In der modernen Terminologie bezeichnet Kampfflugzeug jedes militärische Flugzeug, das für Zerstörungszwecke eingesetzt wird. Im deutschen Sprachgebrauch bis 1945 bezog sich der Begriff Kampfflugzeug hingegen ausschließlich auf Bomber.

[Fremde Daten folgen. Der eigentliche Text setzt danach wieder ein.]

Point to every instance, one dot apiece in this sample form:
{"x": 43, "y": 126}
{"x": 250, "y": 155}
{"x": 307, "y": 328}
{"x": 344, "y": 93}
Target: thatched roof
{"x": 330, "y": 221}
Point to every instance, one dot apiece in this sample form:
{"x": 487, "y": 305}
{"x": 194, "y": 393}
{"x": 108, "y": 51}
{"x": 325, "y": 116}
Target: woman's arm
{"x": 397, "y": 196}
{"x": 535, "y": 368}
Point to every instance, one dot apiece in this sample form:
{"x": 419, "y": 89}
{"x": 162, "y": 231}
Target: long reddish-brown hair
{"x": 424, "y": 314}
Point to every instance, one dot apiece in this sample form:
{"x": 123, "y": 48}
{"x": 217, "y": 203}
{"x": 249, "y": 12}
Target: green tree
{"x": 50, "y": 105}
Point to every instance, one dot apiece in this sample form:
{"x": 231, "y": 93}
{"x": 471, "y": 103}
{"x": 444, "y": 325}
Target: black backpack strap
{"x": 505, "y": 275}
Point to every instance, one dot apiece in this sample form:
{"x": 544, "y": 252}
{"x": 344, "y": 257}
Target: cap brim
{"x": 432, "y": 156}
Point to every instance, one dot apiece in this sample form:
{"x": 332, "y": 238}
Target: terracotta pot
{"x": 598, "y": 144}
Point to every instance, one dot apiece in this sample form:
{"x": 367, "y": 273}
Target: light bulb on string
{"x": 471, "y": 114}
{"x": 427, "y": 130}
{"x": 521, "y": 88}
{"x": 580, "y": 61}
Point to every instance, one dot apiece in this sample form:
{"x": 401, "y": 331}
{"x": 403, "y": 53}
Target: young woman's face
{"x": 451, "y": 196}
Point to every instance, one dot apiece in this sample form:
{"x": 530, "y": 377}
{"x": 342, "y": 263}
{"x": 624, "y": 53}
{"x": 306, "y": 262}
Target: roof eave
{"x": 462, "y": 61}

Eurofighter Typhoon im September 2007
Eine sowjetische Su-27 Flanker und eine US-amerikanische F-16A Fighting Falcon im August 1990
Su-34 der russischen Luftwaffe (2003)
Vergleichsansicht: v.l. F-22 Raptor, F-117 Nighthawk, F-4 Phantom II und F-15 Eagle im Dezember 2007

Definition und Kategorisierung[Bearbeiten]

Die Organisation für Sicherheit und Zusammenarbeit in Europa (OSZE) definiert den Begriff „Kampfflugzeug“ im Vertrag über Konventionelle Streitkräfte in Europa (KSE-Vertrag) von November 1990 in Artikel II wie folgt: „Kampfflugzeug“ bezeichnet ein Starrflügel- oder Schwenkflügelflugzeug, das für die Bekämpfung von Zielen durch den Einsatz von gelenkten Flugkörpern, ungelenkten Raketen, Bomben, Bordmaschinengewehren, Bordkanonen oder anderen Zerstörungswaffen bewaffnet und ausgerüstet ist, sowie jedes Modell oder jede Version eines solchen Flugzeugs, das andere militärische Aufgaben wie z. B. Aufklärung oder elektronische Kampfführung wahrnimmt. Der Begriff „Kampfflugzeug“ schließt primäre Schulflugzeuge nicht ein.[1]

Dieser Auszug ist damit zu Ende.